HOLGER BOEHM/SHUTTERSTOCK

The recipients of two of Berlin’s most prestigious awards for artists have been announced: the Hannah Höch Award has been given to painter Monika Baer, and the Hannah Höch Förderpreis has been awarded to artist Natascha Sadr Haghighian.

Haghighian, who represented Germany at this year’s Venice Biennale, will take home €38,000 (about $42,000), with the funds divided two ways. About €10,000 (about $11,000) is a cash purse that will go to the artist, and the remaining funds will go toward an exhibition and a publication. At the Biennale, Haghighian created an installation titled Tribute to Whistle, taking the form of a makeshift immigration detention center with boulders scattered on the floor.
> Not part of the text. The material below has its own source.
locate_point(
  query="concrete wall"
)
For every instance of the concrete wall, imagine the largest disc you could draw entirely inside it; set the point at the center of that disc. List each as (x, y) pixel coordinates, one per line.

In the installation, she did a performance in a suit with a mask shaped like a rock that obscured her face.

The artist, who has been known to change her name repeatedly, often altering her date of birth and nationality depending on the occasion, was selected by an independent jury comprized of artist Selda Asal, the Neuer Berliner Kunstverein’s director Kathrin Becker, and curator Britta Schmitz.

Through the Hannah Höch Award, which is named after the famed Dadaist, Baer will receive a €25,000 (about $28,000). The award is given every two years to an artist based in Berlin. The Senate Department for Culture and Europe in Berlin said in a statement that it had chosen Baer because of her “use of a variety of painterly techniques and approaches, from monochrome to realism and the concrete breaking up of canvas.” A solo exhibition supported by the prize will open in June of 2020 at the Neuer Berliner Kunstverein in Berlin.